The recent press conference in the Glorietta (Makati) Activity Center attracted around 6,000 fans, according to distributor Warner Bros. Asked by the Inquirer about values he learned from portraying the character, Satoh said in Japanese, “People may say just forget the past, move forward and think it never happened, but the fact is you cannot easily forget or diminish [it].”
Director Keishi Otomo shared the sentiment: “I admire Kenshin … he carries [his sword] all the time, a constant reminder of his past; he uses that [to move] forward.”
Satoh, Otomo, and cast members Emi Takei and Munetaka Aoki hit the red carpet earlier at SM Megamall for the “Kyoto Inferno” Asian premiere.
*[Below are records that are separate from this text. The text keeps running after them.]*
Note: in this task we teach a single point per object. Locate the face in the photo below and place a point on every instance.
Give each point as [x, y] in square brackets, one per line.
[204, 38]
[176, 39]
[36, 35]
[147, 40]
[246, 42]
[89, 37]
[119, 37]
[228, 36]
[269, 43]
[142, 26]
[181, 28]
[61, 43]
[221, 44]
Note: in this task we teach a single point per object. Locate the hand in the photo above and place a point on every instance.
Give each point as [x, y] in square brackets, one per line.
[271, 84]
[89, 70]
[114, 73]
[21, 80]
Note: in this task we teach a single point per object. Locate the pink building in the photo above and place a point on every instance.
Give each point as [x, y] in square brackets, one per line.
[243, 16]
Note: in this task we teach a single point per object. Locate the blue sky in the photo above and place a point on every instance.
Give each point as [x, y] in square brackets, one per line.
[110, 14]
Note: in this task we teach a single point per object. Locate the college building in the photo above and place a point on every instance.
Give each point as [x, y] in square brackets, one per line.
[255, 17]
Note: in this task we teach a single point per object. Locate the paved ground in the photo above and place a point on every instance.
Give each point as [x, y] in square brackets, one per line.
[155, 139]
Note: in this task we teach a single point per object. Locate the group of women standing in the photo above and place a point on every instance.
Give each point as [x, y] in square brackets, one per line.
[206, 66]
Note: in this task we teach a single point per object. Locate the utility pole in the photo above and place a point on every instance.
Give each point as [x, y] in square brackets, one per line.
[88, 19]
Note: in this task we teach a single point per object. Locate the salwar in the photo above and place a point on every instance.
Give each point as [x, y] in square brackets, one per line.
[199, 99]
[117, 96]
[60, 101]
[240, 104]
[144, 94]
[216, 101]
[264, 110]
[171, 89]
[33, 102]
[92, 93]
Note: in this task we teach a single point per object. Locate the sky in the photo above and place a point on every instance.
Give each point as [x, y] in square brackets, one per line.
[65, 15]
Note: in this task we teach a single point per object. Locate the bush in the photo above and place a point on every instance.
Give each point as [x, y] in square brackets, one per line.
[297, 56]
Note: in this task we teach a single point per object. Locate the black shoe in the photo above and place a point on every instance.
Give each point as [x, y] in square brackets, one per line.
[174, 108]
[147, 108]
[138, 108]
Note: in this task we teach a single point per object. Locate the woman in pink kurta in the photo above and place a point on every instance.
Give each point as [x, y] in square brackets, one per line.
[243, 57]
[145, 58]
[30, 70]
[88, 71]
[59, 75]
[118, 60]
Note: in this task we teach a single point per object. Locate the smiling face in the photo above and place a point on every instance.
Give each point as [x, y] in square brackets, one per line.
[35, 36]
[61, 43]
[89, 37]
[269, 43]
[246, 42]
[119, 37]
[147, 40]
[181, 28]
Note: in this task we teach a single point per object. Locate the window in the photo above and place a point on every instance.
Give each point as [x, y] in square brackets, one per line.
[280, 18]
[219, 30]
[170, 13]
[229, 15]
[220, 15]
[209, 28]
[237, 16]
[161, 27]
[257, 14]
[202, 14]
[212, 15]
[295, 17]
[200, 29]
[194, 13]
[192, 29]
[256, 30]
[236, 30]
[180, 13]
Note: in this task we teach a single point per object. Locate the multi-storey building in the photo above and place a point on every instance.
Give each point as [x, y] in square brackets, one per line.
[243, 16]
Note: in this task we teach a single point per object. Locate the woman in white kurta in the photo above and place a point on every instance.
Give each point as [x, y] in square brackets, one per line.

Said Takei, who plays fencing teacher Kaoru, Kenshin’s romantic interest, “It was the first premiere I ever attended outside Japan. I was surprised to see such a huge following here. Salamat po.”
Filipino otakus—enthusiasts of manga, anime and tokusatsu (effects-heavy) shows—were delighted that Takei took time to sign autographs even while tightly guarded by security aides.
Aoki, whose perkiness resembles that of his character, the streetfighter Sanosuke, said he lost a tooth in one of the fight sequences. Borrowing the Filipino word “astig,” he said he admired his character Sano most of all for being protective of his friend Kenshin.
Satoh said he had lost count of injuries he sustained during filming. His favorite scene, he said, is in “The Legend Ends,” where he faces off with Shishio. “It was the toughest part yet [in my career] … and definitely something you should watch for,” he said.
Filipino-Japanese actress Maryjun Takahashi, who plays Shishio’s lover Yumi, was unable to attend the Philippine premiere.
The visiting actors hope that the “Rurouni Kenshin” film franchise will pave the way for more Japanese films to be screened in cinemas across the country. But asked if they were fine with Hollywood adapting the source material, the crowd responded with a resounding “Boo!” before Satoh could answer.
Addressing the audience, Satoh said, “Our reaction is the same as yours.”